İstanbul Büyükşehir Belediyesine dönük operasyon ve bu kapsamda Ekrem İmamoğlu’nun gözaltına alınması ile başlayan ve ardından tutuklanması ile devam eden süreç tüm ülkede yaygın şekilde protesto edildi, milyonlarca insan sokaklarda yargı eli ile yapılanlara karşı seslerini yükseltti. İnsanların sokaklarda seslerini duyurmaya çalıştığı bu dönemin en önemli ve belirleyici toplumsal kesimi ise kuşkusuz üniversite öğrencileri oldu. İstanbul Üniversitesi’nde başlayan, ODTÜ ile devam eden öğrenci hareketleri vakıf üniversitelerini de içerisine alarak genişledi ve kitleselleşti.
Üniversite öğrencilerinin 24 Mart haftasında başlattıkları boykota akademisyenlerin de destek vermek istemesi üzerine Eğitim Sen 25 Mart Salı günü üniversitelerde çalışan bilim emekçilerinin katılacağı bir günlük hizmet üretmeme kararı aldı. Ancak İstanbul Cumhuriyet Başsavcılığı bu kararla ilgili “suç işlemeye alenen teşvik etme suçunun” işlendiği iddiası ile re’sen soruşturma başlattı. Savcılıktan yapılan açıklamanın dikkat çeken bölümü ise “ülkemizde yaşanan toplumsal olayları kışkırtmaya yönelik kanuni grev şartları gerçekleşmeksizin çağrıda bulunulması” şeklinde yapılan suç tanımlamasıydı.
Savcılık iddiasında söz edilen “kanuni grev şartları” emekçilerin mücadele ederek, bedel ödeyerek, emek harcayarak elde ettikleri grev hakkını yok saymakta, kanuni grev ve kanuni olmayan grev ayrımı yaparak bir hakkı ve bu hakkın kullanımını tartışmalı hale getirmektedir. Kamu emekçilerinin grev hakkı Anayasa, yasalar ve uluslararası sözleşmelerle güvence altına alınmış bir haktır; bu kadar açık şekilde yasal koruma altına alınmış olan grev hakkının kamu yöneticileri tarafından yok sayılmasını, kullanımının sınırlandırılmasını kabul etmemiz mümkün değildir.
Eğitim Sen Merkez Yürütme Kurulu üyeleri bu kararı aldıkları gerekçesi ile savcılığa ifade verdiler ve nöbetçi hakimlikçe haklarında “iki hafta konutu terk etmeme ardından da adli kontrol” şartı getirildi.

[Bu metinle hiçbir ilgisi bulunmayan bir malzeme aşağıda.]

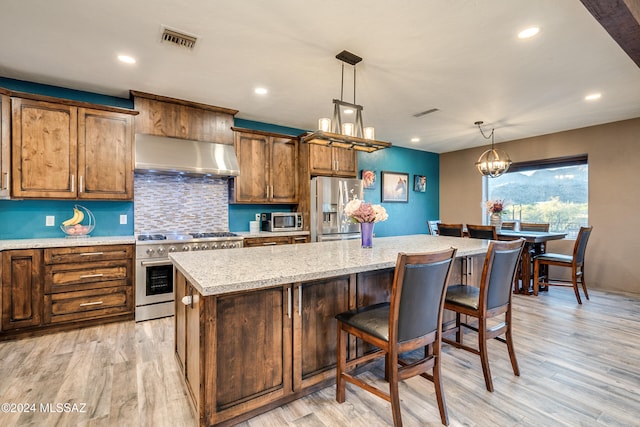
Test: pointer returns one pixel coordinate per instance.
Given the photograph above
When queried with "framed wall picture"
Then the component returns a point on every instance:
(419, 183)
(395, 187)
(368, 179)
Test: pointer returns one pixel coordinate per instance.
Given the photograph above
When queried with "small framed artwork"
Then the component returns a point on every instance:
(419, 183)
(368, 179)
(395, 187)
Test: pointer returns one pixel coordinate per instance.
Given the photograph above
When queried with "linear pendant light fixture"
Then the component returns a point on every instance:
(492, 163)
(338, 133)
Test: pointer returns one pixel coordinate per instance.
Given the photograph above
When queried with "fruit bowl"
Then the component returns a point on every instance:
(80, 224)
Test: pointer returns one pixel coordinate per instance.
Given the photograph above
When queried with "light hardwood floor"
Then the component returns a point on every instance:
(579, 367)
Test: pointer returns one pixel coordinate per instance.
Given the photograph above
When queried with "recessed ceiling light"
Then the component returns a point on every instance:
(528, 32)
(127, 59)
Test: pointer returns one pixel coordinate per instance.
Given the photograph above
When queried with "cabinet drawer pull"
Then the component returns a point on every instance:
(84, 304)
(87, 276)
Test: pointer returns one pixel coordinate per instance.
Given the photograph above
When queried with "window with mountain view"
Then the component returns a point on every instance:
(553, 191)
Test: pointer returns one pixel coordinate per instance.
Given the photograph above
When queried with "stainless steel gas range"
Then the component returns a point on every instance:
(154, 271)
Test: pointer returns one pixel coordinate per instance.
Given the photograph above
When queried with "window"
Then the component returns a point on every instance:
(553, 191)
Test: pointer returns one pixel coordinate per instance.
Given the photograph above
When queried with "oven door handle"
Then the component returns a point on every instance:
(160, 262)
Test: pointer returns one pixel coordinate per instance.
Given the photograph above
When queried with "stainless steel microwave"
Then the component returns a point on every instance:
(281, 221)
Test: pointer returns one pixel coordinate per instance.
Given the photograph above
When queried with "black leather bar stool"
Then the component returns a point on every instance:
(412, 320)
(491, 299)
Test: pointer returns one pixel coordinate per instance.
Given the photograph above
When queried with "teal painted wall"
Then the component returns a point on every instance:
(404, 218)
(21, 219)
(25, 219)
(410, 217)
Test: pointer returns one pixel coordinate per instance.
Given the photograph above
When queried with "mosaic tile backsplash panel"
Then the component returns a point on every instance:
(180, 203)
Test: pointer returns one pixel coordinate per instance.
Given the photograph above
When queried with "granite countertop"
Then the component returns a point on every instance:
(233, 270)
(260, 234)
(62, 242)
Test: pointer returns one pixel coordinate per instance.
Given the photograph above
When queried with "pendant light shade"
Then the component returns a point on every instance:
(352, 135)
(492, 163)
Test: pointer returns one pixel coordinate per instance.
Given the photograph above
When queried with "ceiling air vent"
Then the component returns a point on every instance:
(424, 113)
(178, 39)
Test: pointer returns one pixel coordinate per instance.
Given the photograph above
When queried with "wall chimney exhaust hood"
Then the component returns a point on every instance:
(167, 155)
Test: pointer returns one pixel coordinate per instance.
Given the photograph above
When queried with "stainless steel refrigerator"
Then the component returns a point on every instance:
(329, 196)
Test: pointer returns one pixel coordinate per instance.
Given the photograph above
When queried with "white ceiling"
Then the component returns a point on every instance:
(460, 56)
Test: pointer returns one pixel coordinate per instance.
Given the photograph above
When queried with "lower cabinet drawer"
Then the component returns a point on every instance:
(83, 305)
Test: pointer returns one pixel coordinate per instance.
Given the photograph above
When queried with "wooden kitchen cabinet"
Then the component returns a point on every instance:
(22, 289)
(88, 282)
(315, 329)
(268, 168)
(5, 146)
(332, 161)
(64, 288)
(63, 151)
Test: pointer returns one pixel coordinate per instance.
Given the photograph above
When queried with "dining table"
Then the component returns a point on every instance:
(535, 244)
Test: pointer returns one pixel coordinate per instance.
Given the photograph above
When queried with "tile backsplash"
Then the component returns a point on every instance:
(180, 203)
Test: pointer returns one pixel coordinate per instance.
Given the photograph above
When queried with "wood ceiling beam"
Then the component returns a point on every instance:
(621, 19)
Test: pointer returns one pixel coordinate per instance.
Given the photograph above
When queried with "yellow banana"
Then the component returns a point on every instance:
(72, 220)
(77, 218)
(80, 215)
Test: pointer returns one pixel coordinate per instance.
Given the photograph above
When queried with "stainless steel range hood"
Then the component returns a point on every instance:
(181, 156)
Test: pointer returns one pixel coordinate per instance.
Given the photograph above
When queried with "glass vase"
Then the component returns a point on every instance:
(366, 234)
(496, 219)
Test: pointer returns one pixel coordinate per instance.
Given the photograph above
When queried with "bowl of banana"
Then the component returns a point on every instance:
(80, 224)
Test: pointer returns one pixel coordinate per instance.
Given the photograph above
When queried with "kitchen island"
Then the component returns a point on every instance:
(255, 327)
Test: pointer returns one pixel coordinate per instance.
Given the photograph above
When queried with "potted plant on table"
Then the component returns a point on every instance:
(495, 208)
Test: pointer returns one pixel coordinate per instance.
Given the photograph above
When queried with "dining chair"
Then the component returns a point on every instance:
(433, 227)
(531, 226)
(454, 230)
(412, 320)
(491, 299)
(575, 262)
(508, 225)
(482, 232)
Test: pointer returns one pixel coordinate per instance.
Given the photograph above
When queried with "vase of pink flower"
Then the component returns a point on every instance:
(495, 208)
(367, 215)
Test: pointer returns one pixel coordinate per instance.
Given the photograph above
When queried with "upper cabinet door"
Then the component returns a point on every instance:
(284, 170)
(5, 165)
(44, 149)
(105, 164)
(252, 185)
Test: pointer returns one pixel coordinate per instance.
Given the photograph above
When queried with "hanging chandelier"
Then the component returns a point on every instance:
(340, 133)
(492, 163)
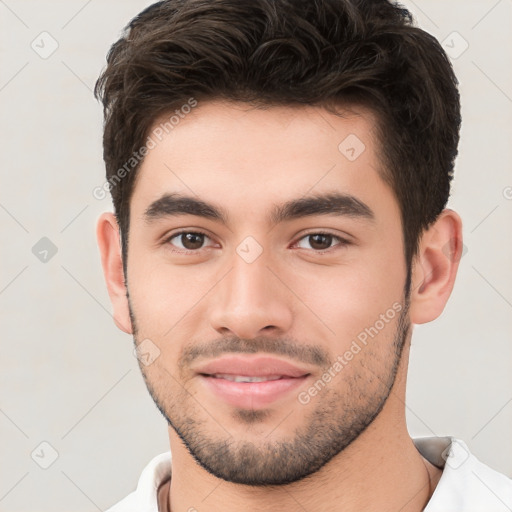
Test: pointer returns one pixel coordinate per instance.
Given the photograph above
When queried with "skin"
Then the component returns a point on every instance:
(247, 160)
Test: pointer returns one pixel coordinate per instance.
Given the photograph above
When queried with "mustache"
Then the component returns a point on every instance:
(293, 350)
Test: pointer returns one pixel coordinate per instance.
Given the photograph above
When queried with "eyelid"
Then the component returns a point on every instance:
(343, 240)
(197, 231)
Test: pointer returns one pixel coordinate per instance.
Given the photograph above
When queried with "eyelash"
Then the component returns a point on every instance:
(342, 241)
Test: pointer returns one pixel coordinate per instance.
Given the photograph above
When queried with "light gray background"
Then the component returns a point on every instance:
(68, 376)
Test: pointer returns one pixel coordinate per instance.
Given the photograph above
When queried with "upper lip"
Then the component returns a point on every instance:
(260, 366)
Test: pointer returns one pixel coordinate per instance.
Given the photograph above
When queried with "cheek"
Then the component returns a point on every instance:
(351, 298)
(163, 296)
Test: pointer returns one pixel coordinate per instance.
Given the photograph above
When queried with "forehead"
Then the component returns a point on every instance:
(250, 159)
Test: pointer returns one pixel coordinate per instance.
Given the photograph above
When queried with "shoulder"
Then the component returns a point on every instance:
(469, 485)
(144, 498)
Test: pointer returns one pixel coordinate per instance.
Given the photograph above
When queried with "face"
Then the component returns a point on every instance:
(266, 280)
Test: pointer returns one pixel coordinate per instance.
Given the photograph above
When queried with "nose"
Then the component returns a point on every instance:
(251, 301)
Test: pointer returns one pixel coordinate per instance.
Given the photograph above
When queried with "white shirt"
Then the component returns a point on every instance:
(466, 484)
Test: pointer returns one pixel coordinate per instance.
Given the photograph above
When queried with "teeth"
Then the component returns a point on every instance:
(245, 378)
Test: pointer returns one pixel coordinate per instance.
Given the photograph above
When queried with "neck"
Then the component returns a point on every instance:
(381, 470)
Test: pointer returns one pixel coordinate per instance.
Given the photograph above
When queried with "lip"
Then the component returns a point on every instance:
(251, 395)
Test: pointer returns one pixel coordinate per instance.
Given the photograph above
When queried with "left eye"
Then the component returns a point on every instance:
(189, 240)
(320, 241)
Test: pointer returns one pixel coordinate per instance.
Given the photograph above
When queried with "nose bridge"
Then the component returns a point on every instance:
(248, 299)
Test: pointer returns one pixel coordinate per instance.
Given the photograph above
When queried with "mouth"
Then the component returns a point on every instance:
(250, 382)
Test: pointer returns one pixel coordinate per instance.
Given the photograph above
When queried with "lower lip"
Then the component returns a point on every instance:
(252, 395)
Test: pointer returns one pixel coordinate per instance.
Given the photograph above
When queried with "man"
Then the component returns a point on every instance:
(279, 171)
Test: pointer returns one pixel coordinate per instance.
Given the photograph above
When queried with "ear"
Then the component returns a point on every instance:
(107, 232)
(435, 267)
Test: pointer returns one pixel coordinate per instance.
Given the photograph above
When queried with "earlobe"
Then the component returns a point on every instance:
(435, 267)
(108, 237)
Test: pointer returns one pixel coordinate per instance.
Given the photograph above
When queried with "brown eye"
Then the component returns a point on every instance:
(188, 240)
(321, 241)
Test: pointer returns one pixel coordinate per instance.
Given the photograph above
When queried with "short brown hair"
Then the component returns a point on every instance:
(290, 52)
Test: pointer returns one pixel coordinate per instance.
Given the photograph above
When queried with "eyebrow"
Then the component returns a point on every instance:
(334, 203)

Eğitim Sen MYK üyeleri aldıkları kararı savunarak grev hakkının yasaklanamayacağını ifade ettiler. Eğitim Sen MYK üyeleri ile dayanışma içerisinde olarak sendikal hakların kullanılmasının engellenmeye çalışılmasına birlikte karşı çıkmak gerekiyor. Önümüzdeki dönem, uzun yıllar boyunca mücadele ederek, bedel ödeyerek elde ettiğimiz sendikal haklarımızı ve özgürlüklerimizi korumak için mücadeleyi yükselteceğimiz bir dönem olacak.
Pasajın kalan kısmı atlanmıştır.